In The News
An ancient recipe for seafood stew
Archaeologists used scanning electron microscopes to look for phytoliths — the remnants of silica left over after plant cell walls decay — on ancient cookware. Their research led to the discovery of 6000-year-old garlic-mustard seed, the oldest evidence of spices being used in Northern European cooking. (Insert your own joke here.)
Astronaut Luca Parmitano's first-person account of almost drowning in space
Who needs coffee when you have this little horror story to wake you up in the morning? Money quote: "I think the liquid is too cold to be sweat, and more importantly, I can feel it increasing."
28 Foods Named After People
Who
knew German chocolate cake wasn't German? It was named after an
American named German! The Kentucky Hot Brown sandwich is named after
the owner of the Brown Hotel, not the color of the dish.

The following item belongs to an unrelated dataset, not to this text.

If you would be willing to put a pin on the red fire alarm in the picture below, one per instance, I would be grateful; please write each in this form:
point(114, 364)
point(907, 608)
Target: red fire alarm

Which is brown.
Those are just two of the stories about foods you are familiar with
named after people you aren't familiar with.
Science, Religion, and the Big Bang
Minute
Physics gives an incredibly concise overview of what we know, and what
we don't know, about the beginning of the universe. Of course, the most
tantalizing part is the point "where we don't know what we're talking
about." Perhaps knowledge is like infinity; no matter how much we learn,
we also learn how much more there is to learn.